Mesmo que seja ilusão, continuarei sentindo dor, sangrando, e posso até
morrer!
Minhas
experiências sentimentais e de pensamento não são afetadas
pelo fato do mundo ser real ou não! Mesmo que eu esteja sonhando, continuo
vivendo com esses sonhos, aprendo com eles, eles me afetam. Mesmo que um dia
eu acorde, essas experiências sentimentais continuam válidas.
Mesmo que
eu hoje descubra que até ontem vivi num mundo de fantasia, saberei que
minha reações a esse mundo, num sentido de autoconhecimento, são
legítimas! Eu vivi! Eu sofri! Eu aprendi!
Se estou
jogando um jogo de Realidade Virtual e um robô tenta me acertar, faz diferença
que eu saiba que ele não é real? Eu vou querer escapar dele e
destruí-lo do mesmo jeito! A não ser que desista do jogo.
Portanto
que diferença faz eu achar que nesse momento tenho existência física
real ou não? Quero continuar vivendo, jogando o jogo da vida. Poderia
até desistir e me deixar morrer. Mas prefiro continuar vivo. Tenho VONTADE
de continuar aqui! E nesse sentido pouco me importa se vivo num mundo físico
totalmente de acordo com o materialismo ou se vivo numa ilusão mística
promovida por um Universo mental superconsciente que faz de uma ilusão,
o mundo.
Ilusão
ou não as coisas continuam caindo se eu as solto de uma determinada altura.

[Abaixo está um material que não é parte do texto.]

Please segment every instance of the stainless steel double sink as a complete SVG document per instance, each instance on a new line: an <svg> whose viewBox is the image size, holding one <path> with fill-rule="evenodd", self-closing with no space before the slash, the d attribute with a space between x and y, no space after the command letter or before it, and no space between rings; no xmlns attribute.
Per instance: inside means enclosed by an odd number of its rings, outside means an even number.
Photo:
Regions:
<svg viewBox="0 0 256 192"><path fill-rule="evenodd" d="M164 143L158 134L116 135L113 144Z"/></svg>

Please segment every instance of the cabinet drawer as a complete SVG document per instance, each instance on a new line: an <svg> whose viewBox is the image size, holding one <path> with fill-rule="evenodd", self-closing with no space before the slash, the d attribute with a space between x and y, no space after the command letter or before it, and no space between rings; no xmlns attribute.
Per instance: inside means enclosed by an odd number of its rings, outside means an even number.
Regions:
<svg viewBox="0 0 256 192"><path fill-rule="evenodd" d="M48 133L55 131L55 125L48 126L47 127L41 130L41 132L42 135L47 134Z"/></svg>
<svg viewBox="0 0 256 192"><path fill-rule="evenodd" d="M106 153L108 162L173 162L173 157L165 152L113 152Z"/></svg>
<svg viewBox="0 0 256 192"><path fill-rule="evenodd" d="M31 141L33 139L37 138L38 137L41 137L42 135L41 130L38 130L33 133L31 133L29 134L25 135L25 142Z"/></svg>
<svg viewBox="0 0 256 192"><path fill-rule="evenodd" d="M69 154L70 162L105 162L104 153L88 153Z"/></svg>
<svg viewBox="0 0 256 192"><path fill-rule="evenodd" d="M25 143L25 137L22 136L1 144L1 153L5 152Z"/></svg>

As leis físicas ainda são as mesmas. Se eu quiser é claro,
se eu tiver essa Vontade, posso simplesmente me deixar morrer e partir para
contemplar o desconhecido, ou partir para uma não existência. Nada
disso vai mudar o fato de que continuo agindo no mundo, que ele continua sendo
a minha realidade.
Real ou
não, esse é o meu mundo!
Mesmo Virtual,
ele existe!
Portanto,
admito então que o mundo é Real para todos os efeitos. De fato
não provei a existência física indiscutível da realidade,
mas simplesmente não faz diferença, a não ser que eu de
repente me tornasse capaz de violar as leis da natureza ao meu bel prazer, coisa
que só os místicos garantem ser possível. Talvez um dia
eu parta por esse caminho, mas até lá, para todos os efeitos...
...O Mundo
é REAL! Ele Existe!
Mas isso
me leva então a uma outra questão. O que faz o mundo? O que constrói
a realidade, ou o que cria a ilusão? Sei que não posso ser eu,
pelo menos jamais consegui fazer alguma coisa sumir ou se materializar só
com minha vontade. Existe algo que cria o mundo ao meu redor, e esse algo não
sou eu. Seria Deus?
Acredito
que a princípio, não necessariamente.